The evidence in this investigation, including a fire investigator’s report, indicates that BL distributed accelerant (fuel) and positioned two gas bottles within his house with the intention of burning the house and ending his life. He likely turned on the stove to ignite the fire. Alternatively, he may have used a mobile ignition source. He had pre-prepared a suicide note dated 29 November which he placed in his vehicle. The note outlined that he used gas bottles and fuel to destroy himself. It also contained instructions concerning the sale and disposition of his assets and provided his electronic passcodes. He expressed feelings of guilt and shame in respect of his relationship with QT.

c) The cause of death was extensive burns sustained in the fire of 29 November 2020.

d) BL died on 2 December 2020 at the Alfred Hospital, Melbourne, Victoria.

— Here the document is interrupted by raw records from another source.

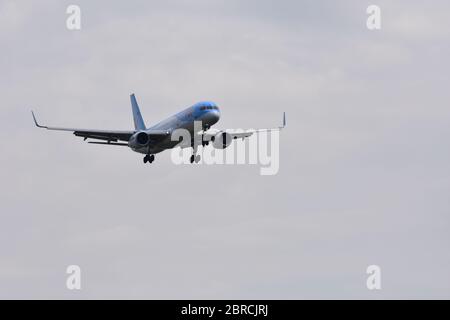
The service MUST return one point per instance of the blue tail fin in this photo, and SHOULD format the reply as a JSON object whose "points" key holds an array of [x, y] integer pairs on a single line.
{"points": [[137, 117]]}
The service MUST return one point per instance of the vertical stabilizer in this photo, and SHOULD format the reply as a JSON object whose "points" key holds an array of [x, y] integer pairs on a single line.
{"points": [[137, 116]]}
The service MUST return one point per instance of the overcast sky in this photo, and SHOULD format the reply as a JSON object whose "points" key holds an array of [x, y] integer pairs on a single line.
{"points": [[364, 166]]}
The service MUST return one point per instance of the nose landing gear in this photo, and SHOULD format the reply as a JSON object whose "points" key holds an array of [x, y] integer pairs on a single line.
{"points": [[149, 158]]}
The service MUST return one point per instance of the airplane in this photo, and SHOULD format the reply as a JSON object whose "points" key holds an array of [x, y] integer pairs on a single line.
{"points": [[157, 138]]}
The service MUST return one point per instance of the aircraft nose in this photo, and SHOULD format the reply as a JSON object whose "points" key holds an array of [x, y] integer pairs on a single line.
{"points": [[211, 117]]}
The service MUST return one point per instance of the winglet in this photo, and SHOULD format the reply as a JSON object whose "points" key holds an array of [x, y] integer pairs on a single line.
{"points": [[284, 120], [35, 121]]}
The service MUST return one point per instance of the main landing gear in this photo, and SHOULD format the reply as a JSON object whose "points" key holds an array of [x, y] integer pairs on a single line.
{"points": [[149, 158], [195, 158]]}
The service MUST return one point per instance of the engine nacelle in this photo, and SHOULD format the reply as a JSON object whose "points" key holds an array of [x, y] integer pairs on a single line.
{"points": [[221, 140], [139, 140]]}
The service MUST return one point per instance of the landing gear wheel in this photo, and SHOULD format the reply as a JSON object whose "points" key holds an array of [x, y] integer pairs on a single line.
{"points": [[149, 158]]}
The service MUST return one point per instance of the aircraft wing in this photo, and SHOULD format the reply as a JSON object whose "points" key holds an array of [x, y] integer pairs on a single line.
{"points": [[236, 134], [107, 135]]}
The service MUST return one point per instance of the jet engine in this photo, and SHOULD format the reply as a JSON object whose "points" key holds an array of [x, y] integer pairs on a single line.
{"points": [[221, 140]]}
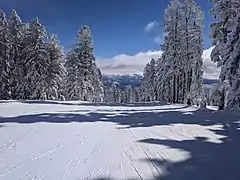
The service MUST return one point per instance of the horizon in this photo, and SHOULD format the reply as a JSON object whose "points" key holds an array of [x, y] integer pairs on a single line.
{"points": [[126, 34]]}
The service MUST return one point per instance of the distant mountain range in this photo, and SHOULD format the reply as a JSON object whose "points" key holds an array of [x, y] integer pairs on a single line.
{"points": [[135, 80]]}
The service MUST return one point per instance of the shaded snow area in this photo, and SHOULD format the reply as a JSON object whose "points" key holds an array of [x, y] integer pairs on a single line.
{"points": [[50, 140]]}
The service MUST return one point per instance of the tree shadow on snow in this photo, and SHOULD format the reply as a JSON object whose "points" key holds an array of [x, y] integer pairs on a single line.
{"points": [[208, 160]]}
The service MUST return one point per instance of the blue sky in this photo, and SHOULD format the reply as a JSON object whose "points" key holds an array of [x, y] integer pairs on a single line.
{"points": [[118, 26]]}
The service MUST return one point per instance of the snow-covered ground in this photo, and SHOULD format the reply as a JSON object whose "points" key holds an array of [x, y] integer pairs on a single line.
{"points": [[50, 140]]}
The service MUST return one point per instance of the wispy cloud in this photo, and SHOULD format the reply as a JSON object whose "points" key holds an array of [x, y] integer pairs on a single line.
{"points": [[134, 64], [155, 31], [151, 26]]}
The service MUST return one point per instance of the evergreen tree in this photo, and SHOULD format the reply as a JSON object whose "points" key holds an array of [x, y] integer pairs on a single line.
{"points": [[16, 35], [72, 83], [4, 57], [55, 69], [225, 34], [36, 61], [83, 76]]}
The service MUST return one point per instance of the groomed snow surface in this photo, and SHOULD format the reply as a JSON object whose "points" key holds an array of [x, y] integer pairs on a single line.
{"points": [[50, 140]]}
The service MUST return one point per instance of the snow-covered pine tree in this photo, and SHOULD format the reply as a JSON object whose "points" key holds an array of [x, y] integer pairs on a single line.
{"points": [[16, 35], [83, 77], [72, 89], [4, 57], [233, 64], [194, 49], [163, 85], [226, 12], [172, 46], [85, 71], [35, 57], [55, 69]]}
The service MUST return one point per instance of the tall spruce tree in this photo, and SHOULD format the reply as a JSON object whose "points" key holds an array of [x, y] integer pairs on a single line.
{"points": [[4, 57], [84, 74], [55, 69], [225, 33], [35, 57], [16, 35]]}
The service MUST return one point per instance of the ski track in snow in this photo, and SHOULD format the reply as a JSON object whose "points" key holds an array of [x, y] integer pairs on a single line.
{"points": [[87, 150]]}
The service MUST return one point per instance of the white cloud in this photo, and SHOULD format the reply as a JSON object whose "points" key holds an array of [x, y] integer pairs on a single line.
{"points": [[134, 64], [152, 26]]}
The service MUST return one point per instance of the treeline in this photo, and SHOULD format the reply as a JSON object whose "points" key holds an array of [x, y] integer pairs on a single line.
{"points": [[177, 76], [32, 64]]}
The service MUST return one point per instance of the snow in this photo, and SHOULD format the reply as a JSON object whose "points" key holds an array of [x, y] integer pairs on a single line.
{"points": [[70, 140]]}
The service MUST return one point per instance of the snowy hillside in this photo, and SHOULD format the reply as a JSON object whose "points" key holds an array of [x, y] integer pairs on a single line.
{"points": [[50, 140]]}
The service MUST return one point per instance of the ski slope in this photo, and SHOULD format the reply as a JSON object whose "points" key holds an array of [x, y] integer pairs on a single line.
{"points": [[49, 140]]}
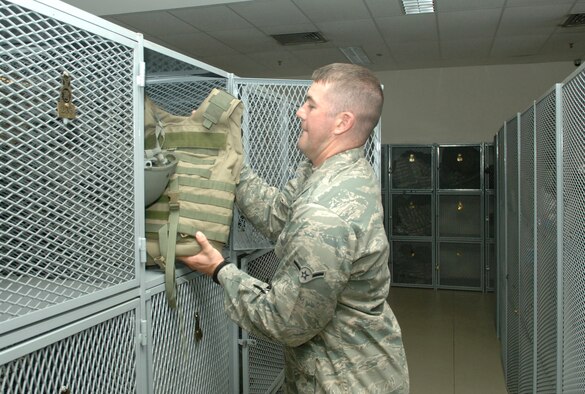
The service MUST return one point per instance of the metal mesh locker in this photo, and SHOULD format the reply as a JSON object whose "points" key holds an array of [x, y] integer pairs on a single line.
{"points": [[270, 130], [411, 215], [67, 194], [460, 264], [526, 251], [265, 361], [546, 243], [573, 244], [99, 357], [511, 187], [190, 345]]}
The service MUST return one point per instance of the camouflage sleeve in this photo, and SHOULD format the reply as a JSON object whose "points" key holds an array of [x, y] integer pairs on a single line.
{"points": [[315, 252], [265, 206]]}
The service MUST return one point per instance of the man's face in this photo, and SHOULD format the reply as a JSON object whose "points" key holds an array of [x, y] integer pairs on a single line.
{"points": [[317, 123]]}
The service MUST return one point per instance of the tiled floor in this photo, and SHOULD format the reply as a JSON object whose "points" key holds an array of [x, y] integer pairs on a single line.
{"points": [[450, 340]]}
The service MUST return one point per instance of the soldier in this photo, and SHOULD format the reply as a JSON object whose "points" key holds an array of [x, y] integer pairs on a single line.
{"points": [[327, 300]]}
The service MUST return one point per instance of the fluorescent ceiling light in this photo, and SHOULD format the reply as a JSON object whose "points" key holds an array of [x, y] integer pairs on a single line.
{"points": [[418, 6], [356, 55]]}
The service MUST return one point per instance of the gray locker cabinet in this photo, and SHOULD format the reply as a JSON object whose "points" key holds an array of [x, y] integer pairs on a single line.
{"points": [[95, 354], [410, 212], [436, 216], [68, 215], [540, 242]]}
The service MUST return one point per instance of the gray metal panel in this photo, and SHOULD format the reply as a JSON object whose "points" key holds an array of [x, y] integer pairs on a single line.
{"points": [[512, 240], [67, 196], [573, 223], [100, 357], [546, 243], [270, 130], [526, 252], [265, 361], [182, 363]]}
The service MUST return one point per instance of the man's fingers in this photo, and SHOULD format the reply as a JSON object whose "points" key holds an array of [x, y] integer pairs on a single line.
{"points": [[201, 239]]}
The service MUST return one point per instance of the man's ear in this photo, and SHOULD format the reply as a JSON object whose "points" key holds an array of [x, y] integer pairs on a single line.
{"points": [[344, 121]]}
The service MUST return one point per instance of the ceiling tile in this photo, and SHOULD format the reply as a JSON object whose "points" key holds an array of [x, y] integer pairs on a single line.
{"points": [[466, 5], [245, 40], [532, 20], [156, 23], [212, 18], [476, 24], [418, 52], [351, 32], [263, 13], [409, 28], [198, 45], [332, 10], [384, 8], [518, 46], [466, 48]]}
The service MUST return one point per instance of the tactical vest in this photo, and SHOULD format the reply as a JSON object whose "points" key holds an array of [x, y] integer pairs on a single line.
{"points": [[200, 193]]}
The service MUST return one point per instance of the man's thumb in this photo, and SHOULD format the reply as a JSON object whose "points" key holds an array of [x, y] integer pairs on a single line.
{"points": [[201, 238]]}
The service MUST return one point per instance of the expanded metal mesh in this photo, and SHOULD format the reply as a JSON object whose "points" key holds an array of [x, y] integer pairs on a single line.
{"points": [[546, 244], [411, 167], [574, 236], [266, 360], [101, 359], [67, 192], [512, 240], [181, 96], [459, 167], [526, 251], [270, 130], [460, 216], [460, 264], [183, 361]]}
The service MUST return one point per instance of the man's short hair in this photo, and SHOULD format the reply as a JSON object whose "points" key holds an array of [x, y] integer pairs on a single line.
{"points": [[355, 89]]}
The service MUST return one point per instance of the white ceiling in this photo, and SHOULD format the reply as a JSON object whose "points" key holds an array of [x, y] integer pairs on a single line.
{"points": [[235, 35]]}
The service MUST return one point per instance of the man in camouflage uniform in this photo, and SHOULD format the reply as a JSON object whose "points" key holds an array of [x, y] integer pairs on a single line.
{"points": [[327, 300]]}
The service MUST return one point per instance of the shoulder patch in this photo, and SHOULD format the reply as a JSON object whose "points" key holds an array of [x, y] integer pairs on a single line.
{"points": [[306, 274]]}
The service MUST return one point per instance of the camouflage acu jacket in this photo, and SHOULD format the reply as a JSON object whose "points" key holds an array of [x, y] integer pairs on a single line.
{"points": [[327, 300]]}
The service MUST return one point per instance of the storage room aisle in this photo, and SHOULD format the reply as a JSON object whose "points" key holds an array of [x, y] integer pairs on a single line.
{"points": [[450, 340]]}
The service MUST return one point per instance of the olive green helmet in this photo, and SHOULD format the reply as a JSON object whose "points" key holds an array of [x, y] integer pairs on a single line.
{"points": [[158, 168]]}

MAGISTRATES COURT of TASMANIA

CORONIAL DIVISION In making the above findings I have had regard to the evidence gained in the comprehensive investigation into BL’s death. The evidence includes:  Tasmania Police Report of Death;  Report regarding DNA identification;  Forensic pathologist’s post-mortem report;  Photographs of BL by Victoria Police;  Affidavits of family and friends;  Affidavit of QT, BL’s partner;  Affidavits of GK and VA, BL’s managers at Bunnings;  Affidavits of police officers attending the scene, together with body worn camera footage, drone footage and photographs;  Ambulance Tasmania records;  BL’s general practitioner and hospital records (Tasmania);  BL’s hospital records (Victoria);  Fire investigator’s report;  Notes and diary entries by BL written before his death; and  Tasmania Police records and BL’s Facebook posts.

Comments and Recommendations Unfortunately, BL suffered a decline in his mental state before his death and was affected by suicidal ideation. He received a great deal of support from those around him and was receiving professional assistance. His death could not have been reasonably prevented.

I acknowledge the actions of all persons at the scene in assisting BL, in extinguishing the fire and in investigating what was a dangerous and tragic incident.

The circumstances of BL’s death are not such as to require me to make any recommendations pursuant to Section 28 of the Coroners Act 1995.

I convey my sincere condolences to the family and loved ones of BL.

Dated: 22 February 2022 at Hobart Coroners Court in the State of Tasmania.